BASF’s new production facility in Ethiopia produces first vegetable seeds

AdobeStock 107635558Located in the country’s Amhara region, the first seeds produced at BASF’s new production facility in Ethiopia enter the global vegetable seed market

 The facility offers ideal year-round production conditions for sweet pepper, tomato and cucumber. It is BASF’s first high-tech greenhouse complex in Africa.  

Vicente Navarro, senior vice-president of BASF’s vegetable seeds business, said, “We invested around US$9mn into this new facility. It will provide us with extra supply reliability and flexibility to serve our customers worldwide. Sustainable food production is very important to us and we want to do our part. That is why we are very proud of this new facility: It makes us a frontrunner in terms of establishing the first sustainable high-tech seed production site in Ethiopia with fully automated processes for climate control including humidity, heating and irrigation.”

The premises cover a surface of 15 ha: two hectares are occupied by State-of the-art greenhouses while the rest is used for open field seed production facilities and infrastructure. Currently, around 70 permanent employees are working at the new site. BASF also provides employment to more than 100 seasonal workers.

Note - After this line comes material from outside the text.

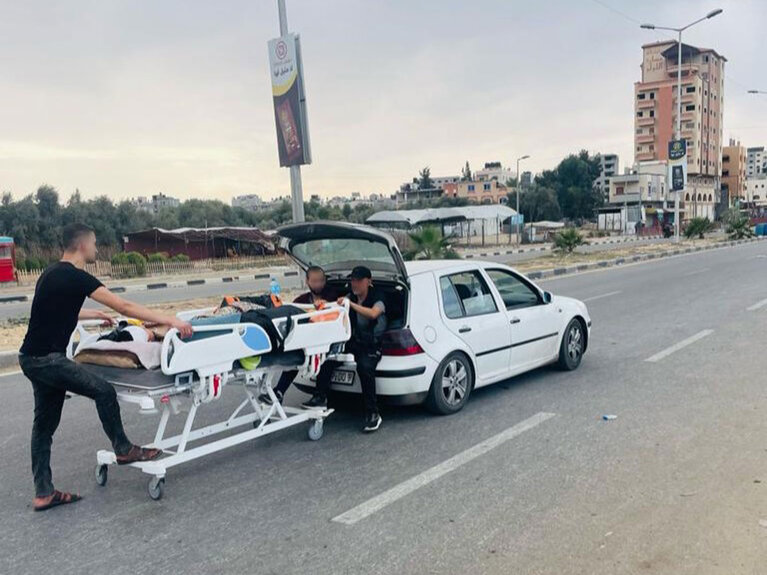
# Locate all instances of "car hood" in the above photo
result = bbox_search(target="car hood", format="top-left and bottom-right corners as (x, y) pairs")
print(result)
(277, 221), (408, 283)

Most of the employees were recruited from the surrounding areas and trained in-house. 

High sustainability standards and commitment to social responsibility

The site fulfills BASF health, safety and environmental standards and goes beyond Ethiopia’s common sustainability requirements. To reduce its carbon footprint, mainly renewable energy sources are used to generate electricity. The greenhouses are heated with solar panels. Furthermore, the facility has its own wastewater treatment plant and all the waste it produces can be recycled on site.

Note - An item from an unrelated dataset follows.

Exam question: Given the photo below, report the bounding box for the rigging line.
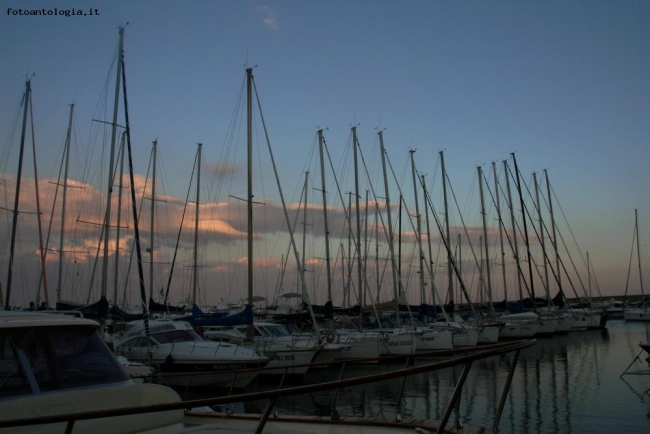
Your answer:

Ben Depraetere, managing director, Nunhems Ethiopia PLC and country head of BASF’s vegetable seeds business in Ethiopia, concluded, “I am very proud to see that apart from delivering seeds to Ethiopian smallholder farmers, we are also actively involved in projects for reforestation and soil erosion control in the area. We want the local community to benefit. That is why, for example, we also supply the community around our site with safe drinking water, have invested in building new road infrastructure and established a fund to create job projects for unemployed young people from the surrounding area.”